Die Eroberung der ZUGNA TORTA


Schon mehrere Wochen vor dem Beginn der Maioffensive 1916 war aus SÜDTIROL die 57. ID. in die knapp südlich ROVERETO über den Nordfuß des ZUGNA-Rückens östlich bis zum Sattel von SERRADA und westlich bis zum Mt. NAGIA reichende Stellung vorgeschoben worden. Ihre Aufgabe bestand in der Wegnahme des zwischen dem ETSCH- und ARSATAL liegenden 1257m hohen, von den Italienern besetzten und mit etwa zwanzig Geschützen mittleren und schweren Kalibers bestückten Felsrückens ZUGNA TORTA. Zum Angriff am 15 Mai war die 6. GbBrig. der Division unter Mitwirkung zahlreicher Artillerie bestimmt worden, insbesondere hatte eine aus zwei Infanteriebataillonen, einer Gebirgskanonenbatterie und zwei Granatwerferzügen bestehende Gruppe längs des ZUGNA - Rückens vorzugehen.

Kommandant der 14. Kompanie des zu dieser Gruppe gehörenden Bataillons IV/42 war Olt. Hermann KIRCHNER. Er erhielt den Auftrag, aus der in der Nacht zum 15. Mai bezogenen Bereitstellung die Mitte des Westhangs der vor ihm liegenden Höhe 689 anzugreifen und in Besitz zu nehmen. Da aber die gegen letztere Höhe unmittelbar angesetzte Nachbarkompanie in der Vorrückung zurückblieb, sah sich die Kompanie KIRCHNER in der Flanke bedroht. Daher entschloss sich KIRCHNER, nicht den Westhang, sondern die Höhe anzugreifen und in Besitz zu nehmen, was ihm auch, nach erbittertem Widerstand der sich in den Kavernen und Verbindungsgräben immer wieder zur Wehr setzenden Italienern, im Laufe des Vormittags gelang. Hierbei wurden zahlreiche Gefangene eingebracht, ein Maschinengewehr und Kriegsmaterial erbeutet.

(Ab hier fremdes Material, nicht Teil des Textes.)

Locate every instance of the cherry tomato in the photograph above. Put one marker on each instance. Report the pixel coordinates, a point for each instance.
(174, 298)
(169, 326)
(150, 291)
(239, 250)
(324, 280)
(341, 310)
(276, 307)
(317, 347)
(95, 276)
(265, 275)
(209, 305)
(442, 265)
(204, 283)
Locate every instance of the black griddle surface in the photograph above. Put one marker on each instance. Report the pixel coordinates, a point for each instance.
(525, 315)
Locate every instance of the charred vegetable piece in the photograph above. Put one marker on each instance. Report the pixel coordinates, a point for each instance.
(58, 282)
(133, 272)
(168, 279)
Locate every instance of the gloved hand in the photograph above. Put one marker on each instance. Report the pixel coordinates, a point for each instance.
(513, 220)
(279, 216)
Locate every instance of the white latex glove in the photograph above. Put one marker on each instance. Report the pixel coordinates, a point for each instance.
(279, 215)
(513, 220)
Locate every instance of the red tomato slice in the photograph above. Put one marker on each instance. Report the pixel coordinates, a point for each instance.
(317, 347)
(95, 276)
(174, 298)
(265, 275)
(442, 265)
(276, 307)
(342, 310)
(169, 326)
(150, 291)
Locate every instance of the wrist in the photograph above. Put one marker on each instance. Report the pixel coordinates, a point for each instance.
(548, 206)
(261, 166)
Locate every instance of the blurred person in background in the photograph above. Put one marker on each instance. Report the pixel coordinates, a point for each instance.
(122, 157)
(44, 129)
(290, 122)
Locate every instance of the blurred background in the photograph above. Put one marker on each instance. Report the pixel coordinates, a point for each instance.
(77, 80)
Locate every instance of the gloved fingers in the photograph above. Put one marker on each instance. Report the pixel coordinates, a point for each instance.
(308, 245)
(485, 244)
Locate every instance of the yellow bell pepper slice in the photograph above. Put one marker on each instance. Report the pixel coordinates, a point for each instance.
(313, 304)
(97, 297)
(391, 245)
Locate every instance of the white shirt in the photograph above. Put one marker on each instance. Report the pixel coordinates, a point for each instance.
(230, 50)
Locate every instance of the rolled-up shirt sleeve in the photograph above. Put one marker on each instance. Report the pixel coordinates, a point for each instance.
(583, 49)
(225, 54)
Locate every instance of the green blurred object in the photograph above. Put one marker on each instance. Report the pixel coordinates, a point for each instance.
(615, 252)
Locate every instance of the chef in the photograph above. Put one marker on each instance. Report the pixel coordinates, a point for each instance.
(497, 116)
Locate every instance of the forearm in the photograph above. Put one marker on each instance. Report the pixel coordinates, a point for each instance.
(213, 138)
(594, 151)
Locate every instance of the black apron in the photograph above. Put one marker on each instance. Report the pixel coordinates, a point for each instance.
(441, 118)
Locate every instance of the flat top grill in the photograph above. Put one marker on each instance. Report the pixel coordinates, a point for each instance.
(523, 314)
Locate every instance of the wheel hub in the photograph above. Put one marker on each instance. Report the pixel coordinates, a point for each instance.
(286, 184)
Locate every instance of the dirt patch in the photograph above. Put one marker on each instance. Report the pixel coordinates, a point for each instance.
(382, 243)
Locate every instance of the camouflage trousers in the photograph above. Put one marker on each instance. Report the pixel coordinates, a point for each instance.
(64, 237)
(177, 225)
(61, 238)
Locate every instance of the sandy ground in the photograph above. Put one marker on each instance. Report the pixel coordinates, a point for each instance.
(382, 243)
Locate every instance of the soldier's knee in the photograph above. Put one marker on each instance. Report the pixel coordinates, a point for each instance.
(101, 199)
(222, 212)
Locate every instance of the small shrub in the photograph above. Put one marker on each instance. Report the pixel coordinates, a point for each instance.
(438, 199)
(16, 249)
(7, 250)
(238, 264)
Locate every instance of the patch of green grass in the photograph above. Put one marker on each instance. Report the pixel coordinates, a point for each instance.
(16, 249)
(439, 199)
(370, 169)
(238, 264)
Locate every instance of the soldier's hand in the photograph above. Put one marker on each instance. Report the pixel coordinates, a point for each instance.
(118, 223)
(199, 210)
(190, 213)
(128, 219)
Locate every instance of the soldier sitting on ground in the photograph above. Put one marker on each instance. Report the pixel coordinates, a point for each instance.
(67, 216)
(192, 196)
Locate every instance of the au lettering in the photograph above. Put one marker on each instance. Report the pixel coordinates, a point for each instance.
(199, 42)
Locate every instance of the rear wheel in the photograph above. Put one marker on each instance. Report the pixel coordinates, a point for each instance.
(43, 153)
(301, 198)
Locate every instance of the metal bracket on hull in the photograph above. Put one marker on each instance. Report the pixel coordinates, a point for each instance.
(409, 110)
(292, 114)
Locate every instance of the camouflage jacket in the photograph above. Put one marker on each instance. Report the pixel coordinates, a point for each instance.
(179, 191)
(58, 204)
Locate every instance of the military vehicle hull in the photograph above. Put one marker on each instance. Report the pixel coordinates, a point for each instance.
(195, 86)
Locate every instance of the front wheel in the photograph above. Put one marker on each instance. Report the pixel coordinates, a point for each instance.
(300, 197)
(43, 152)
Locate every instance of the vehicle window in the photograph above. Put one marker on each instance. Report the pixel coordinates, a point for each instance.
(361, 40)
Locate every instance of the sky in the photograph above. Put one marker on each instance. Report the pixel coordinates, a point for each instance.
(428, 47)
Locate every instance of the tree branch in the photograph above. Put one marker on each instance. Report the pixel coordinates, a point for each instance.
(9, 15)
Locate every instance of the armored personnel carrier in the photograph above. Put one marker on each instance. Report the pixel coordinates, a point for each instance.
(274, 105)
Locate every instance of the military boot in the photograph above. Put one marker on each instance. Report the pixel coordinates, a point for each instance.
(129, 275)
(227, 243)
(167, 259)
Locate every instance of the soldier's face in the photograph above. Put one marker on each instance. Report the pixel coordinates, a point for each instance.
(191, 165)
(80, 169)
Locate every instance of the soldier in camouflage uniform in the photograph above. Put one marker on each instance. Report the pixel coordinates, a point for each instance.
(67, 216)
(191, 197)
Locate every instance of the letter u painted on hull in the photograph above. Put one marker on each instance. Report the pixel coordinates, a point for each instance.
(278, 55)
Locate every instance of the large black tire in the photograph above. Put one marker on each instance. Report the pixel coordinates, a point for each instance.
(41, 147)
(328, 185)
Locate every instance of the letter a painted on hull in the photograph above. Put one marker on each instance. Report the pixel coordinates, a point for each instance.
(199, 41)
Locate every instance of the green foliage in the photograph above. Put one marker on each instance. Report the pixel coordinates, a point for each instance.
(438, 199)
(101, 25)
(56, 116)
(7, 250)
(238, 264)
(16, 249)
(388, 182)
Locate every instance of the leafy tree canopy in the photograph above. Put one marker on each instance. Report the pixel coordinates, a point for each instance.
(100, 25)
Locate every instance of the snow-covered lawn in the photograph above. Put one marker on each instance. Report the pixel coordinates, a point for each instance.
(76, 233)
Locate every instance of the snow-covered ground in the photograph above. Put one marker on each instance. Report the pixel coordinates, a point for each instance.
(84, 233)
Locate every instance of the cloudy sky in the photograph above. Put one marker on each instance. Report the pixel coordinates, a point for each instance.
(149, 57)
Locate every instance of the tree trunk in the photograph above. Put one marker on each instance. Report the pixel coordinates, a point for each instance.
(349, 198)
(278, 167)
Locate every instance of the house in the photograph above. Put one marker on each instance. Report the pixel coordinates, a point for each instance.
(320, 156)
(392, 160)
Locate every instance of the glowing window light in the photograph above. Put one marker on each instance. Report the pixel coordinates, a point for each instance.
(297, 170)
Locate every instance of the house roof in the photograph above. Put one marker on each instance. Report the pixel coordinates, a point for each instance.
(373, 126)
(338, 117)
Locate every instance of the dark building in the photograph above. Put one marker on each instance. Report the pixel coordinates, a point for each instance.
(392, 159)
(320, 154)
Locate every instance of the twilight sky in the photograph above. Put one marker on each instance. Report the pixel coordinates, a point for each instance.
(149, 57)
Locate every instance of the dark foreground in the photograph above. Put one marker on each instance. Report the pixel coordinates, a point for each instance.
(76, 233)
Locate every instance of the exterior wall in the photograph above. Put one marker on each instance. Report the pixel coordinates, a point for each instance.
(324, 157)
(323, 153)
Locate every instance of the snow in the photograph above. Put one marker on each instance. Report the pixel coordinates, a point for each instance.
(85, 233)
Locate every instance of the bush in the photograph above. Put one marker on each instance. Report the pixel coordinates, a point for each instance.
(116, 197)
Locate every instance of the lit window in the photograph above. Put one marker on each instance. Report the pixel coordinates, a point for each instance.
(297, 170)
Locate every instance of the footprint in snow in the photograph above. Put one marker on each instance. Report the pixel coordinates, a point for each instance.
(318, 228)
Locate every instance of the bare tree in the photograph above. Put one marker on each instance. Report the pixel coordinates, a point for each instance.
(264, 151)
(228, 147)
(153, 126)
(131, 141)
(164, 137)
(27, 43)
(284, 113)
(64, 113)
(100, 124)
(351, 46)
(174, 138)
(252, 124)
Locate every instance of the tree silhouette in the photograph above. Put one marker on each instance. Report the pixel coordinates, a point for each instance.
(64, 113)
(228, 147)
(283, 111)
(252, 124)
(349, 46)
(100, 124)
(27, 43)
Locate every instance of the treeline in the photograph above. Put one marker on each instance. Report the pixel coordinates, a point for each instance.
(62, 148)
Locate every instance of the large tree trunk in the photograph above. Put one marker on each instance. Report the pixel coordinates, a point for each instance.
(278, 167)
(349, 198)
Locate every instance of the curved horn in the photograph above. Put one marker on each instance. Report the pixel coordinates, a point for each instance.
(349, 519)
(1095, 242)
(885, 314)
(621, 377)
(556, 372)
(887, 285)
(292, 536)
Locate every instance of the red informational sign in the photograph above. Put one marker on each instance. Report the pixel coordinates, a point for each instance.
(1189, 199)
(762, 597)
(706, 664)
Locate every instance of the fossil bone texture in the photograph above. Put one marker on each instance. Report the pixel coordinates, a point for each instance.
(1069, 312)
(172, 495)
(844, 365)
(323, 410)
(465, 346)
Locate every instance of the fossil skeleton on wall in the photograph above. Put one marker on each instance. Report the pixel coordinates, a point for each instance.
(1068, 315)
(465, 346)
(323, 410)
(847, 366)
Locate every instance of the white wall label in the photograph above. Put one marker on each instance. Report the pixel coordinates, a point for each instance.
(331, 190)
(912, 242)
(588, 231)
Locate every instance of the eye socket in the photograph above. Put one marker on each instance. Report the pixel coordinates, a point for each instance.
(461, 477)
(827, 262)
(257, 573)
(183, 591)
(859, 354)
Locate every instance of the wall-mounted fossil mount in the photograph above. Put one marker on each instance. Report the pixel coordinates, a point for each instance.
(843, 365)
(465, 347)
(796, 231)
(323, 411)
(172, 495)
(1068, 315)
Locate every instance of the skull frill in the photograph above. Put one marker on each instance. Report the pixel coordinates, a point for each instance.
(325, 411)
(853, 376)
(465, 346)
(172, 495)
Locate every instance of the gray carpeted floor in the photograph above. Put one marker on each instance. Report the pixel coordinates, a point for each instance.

Mit der Eroberung der Höhe 689 war das erste Angriffsziel erreicht und eine Bresche in die feindliche Stellung geschlagen. Die geworfene Abteilung und ihre Reserven setzten sich auf der nächsten Höhe fest. Für den 16. Mai war der Angriff auf die Hauptstellung auf der ZUGNA TORTA geplant. Zu diesem Zweck hatte die 14. Kompanie gegen die westliche Kuppe des Bergrückens vorzugehen und die Verbindung mit dem östlich vorrückenden Bataillon III/38 aufzunehmen. Infolge des feindlichen Artillerie- und Flankenfeuers konnte die Vorrückung im besonders zerklüfteten Gelände nur sehr langsam bewirkt werden; auch ging die Verbindung mit den nachrückenden in einer Felsengewirr geratenen Kompanie des eigenen Bataillons völlig verloren. So, dass die 14. Kompanie isoliert blieb. Trotzdem setzte KIRCHNER den Vormarsch fort und erreichte, unterstützt vom Nachbarbataillon III/38, eine Stunde vor Mitternacht kämpfend den Abschnitt zwischen den Höhen 1076 und 873, etwa 600m nördlich der ZUGNA TORTA. Hierbei wurden zwei italienische Geschütze erobert.

Am 17 Mai gegen 5 Uhr setzte der Feind, nach Heranziehung von Verstärkung, zum Gegenangriff an und bedrohte vornehmlich den rechten Flügel der Kompanie KIRCHNER, an den er sich bis auf Sturmentfernung heranzuarbeiten vermochte. Trotz dieser kritischen Lage und da auch beim Nachbarbataillon ein Rückschlag eingetreten war, harrte KIRCHNER unentwegt aus, im Bewusstsein, dass ein Rückzug für ihn verlustreich, für die Nachbargruppe und vermutlich für die Gesamtlage überaus nachteilig sein würde und das mühsam erkämpfte Gelände dann nochmals zum Schauplatz schwerer Kämpfe werden müsste. Er fasste einen gewagten, aber herzhaften Entschluss; Gegenangriff, ohne auf das ungewisse Anrücken der Kompanien des eigenen Bataillons zu warten.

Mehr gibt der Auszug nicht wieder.